Insurance cost increases helps drive gap between rich and poor

A recent study shows that the elderly and beneficiaries have been hardest hit by inflation, rising insurance costs

Insurance News

By Mina Martin

Superannuitants and beneficiaries have spent more on insurance and other items that have risen rapidly in price, such as local council rates and energy bills, causing the divide between the rich and the poor to grow, RNZ reported.

Statistics New Zealand, which measured how inflation was experienced by households, has found that superannuitants’ costs rose 19% over the past eight years, while beneficiaries’ costs increased by 16%.

That’s more than the average 13% increase for all households, and double the rate of inflation felt by the highest spenders, RNZ said. 

Kay Brereton, spokesperson for the Beneficiary Advocacy Federation of New Zealand, said: “It’s actually become very hard for beneficiaries. People are meeting those basic costs they have of rent, power and phone, and they’re juggling those to keep them on. For some families, people are going without meals.”

Bill Rosenberg, Council of Trade Unions economist, said the inequalities in income between the rich and the poor were reflected in the different types of prices they face. The reported cited, for example, that 83% of high-spending households were homeowners as compared with 55% in the lowest spending group.

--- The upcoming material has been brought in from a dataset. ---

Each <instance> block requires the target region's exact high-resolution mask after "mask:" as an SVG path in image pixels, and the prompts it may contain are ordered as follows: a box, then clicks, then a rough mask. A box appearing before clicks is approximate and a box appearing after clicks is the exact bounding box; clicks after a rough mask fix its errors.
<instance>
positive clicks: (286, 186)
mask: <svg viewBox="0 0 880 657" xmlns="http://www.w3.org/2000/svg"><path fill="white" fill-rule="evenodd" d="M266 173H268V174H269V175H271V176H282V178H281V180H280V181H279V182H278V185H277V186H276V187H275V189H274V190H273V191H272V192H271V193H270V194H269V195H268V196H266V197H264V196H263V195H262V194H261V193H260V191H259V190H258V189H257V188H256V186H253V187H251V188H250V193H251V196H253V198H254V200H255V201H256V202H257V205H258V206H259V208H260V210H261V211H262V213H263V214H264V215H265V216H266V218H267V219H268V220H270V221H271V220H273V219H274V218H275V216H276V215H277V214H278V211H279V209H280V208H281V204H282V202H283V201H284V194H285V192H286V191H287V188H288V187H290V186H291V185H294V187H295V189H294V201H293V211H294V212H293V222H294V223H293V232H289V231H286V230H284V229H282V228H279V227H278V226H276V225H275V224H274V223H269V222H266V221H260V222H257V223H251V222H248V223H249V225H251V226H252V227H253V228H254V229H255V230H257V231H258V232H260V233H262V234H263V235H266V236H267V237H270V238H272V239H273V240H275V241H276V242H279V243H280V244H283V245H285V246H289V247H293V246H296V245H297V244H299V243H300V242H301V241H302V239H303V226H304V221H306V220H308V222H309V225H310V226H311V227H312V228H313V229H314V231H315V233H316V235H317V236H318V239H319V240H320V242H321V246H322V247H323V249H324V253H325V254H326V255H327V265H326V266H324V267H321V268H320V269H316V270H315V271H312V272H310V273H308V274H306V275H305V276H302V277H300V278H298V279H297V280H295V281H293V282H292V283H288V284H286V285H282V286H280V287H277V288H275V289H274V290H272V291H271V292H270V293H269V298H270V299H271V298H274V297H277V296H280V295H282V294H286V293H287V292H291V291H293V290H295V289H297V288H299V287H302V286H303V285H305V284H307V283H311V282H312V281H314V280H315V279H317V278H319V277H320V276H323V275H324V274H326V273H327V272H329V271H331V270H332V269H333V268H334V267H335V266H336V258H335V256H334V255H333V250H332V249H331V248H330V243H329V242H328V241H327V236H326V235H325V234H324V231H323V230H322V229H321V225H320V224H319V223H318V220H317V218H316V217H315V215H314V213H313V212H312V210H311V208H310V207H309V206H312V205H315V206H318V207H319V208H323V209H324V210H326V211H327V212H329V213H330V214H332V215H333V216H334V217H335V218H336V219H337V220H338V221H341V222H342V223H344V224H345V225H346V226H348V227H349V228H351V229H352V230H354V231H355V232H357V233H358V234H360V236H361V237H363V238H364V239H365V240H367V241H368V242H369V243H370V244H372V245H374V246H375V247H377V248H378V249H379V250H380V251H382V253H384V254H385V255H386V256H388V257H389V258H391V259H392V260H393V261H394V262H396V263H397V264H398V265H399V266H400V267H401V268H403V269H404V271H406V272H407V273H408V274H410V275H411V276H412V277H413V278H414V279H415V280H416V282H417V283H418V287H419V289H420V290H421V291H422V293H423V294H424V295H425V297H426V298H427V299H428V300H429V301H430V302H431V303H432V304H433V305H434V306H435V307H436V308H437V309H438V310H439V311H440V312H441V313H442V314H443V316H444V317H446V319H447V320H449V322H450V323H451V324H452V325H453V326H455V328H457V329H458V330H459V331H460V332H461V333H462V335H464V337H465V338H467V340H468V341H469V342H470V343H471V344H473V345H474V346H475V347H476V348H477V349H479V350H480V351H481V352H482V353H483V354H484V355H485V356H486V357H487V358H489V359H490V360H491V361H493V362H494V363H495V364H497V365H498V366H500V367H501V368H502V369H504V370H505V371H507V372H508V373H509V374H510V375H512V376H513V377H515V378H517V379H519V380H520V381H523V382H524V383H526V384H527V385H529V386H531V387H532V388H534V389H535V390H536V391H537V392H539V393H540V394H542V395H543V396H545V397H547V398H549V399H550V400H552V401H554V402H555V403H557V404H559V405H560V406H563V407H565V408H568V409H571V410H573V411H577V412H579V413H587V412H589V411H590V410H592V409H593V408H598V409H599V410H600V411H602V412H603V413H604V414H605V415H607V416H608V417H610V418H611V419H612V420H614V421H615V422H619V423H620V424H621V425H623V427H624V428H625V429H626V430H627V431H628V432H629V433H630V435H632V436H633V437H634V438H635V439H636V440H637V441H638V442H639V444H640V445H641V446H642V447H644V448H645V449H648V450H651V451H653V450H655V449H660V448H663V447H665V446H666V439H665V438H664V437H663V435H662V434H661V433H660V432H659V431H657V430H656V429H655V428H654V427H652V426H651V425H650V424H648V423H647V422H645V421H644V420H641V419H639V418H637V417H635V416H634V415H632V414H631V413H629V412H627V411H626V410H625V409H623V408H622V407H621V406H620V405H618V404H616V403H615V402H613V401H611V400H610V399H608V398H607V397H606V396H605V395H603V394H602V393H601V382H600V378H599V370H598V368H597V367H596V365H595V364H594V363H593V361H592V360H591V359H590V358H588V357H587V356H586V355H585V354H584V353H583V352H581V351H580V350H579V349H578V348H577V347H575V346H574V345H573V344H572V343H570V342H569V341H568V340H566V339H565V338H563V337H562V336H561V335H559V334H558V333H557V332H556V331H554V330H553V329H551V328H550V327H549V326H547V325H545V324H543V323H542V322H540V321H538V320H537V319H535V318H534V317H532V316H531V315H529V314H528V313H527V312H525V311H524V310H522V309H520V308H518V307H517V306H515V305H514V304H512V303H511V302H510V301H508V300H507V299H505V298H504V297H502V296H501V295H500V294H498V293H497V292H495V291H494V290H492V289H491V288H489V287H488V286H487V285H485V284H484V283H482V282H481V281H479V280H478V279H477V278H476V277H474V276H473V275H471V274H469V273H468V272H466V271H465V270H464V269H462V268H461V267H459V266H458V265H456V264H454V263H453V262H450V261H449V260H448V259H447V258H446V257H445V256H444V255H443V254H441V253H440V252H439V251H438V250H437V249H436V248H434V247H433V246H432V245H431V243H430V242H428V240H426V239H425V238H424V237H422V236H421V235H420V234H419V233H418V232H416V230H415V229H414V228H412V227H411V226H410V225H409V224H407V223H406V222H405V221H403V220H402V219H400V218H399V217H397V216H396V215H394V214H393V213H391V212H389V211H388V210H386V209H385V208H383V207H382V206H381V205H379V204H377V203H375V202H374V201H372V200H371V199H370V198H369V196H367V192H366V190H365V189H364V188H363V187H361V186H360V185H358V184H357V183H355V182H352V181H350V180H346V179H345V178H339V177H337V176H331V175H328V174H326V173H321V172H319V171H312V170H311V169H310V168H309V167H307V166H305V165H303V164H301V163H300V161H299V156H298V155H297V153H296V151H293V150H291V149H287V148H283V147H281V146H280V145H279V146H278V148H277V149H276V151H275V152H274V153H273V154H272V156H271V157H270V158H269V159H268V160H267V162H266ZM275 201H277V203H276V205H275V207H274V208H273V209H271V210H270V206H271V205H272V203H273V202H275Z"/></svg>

“So basically the households with the lowest living standards face the highest price increases,” Rosenberg said.

Rosenberg added that the government should implement new measures to re-examine inequality measures, which have been based on the consumer price index (CPI).
“They may well show income inequality rising more quickly than previously thought,” he stated.

Susan St John, Child Poverty Action Group economics spokesperson, called on the Government to address the increasing struggle of poor households to make ends meet.
“Linking to changes in average wages, as New Zealand Super is, is a really good idea,” she noted.

“But when we have to wait for ad hoc adjustments like the government putting $25 a week extra into the core benefit rate where there are children, that’s a really poor policy because it doesn’t give any certainty over time that living standards will be held up and maintained.”

Prime Minister John Key didn’t agree that inflation is causing a growing gap between the rich and the poor. He also argued that while retirees spent more on insurance, council rates, and energy, the average weekly earnings used to index Superannuation payments had risen 27% over the same period.

“If you look at the increase in the New Zealand Super over the time we’ve been in office, it’s been quite dramatic relative to the overall inflation rate,” he explained.

“So you can obviously always pick out one item but overall New Zealand Super is up dramatically over that time and inflation is low.”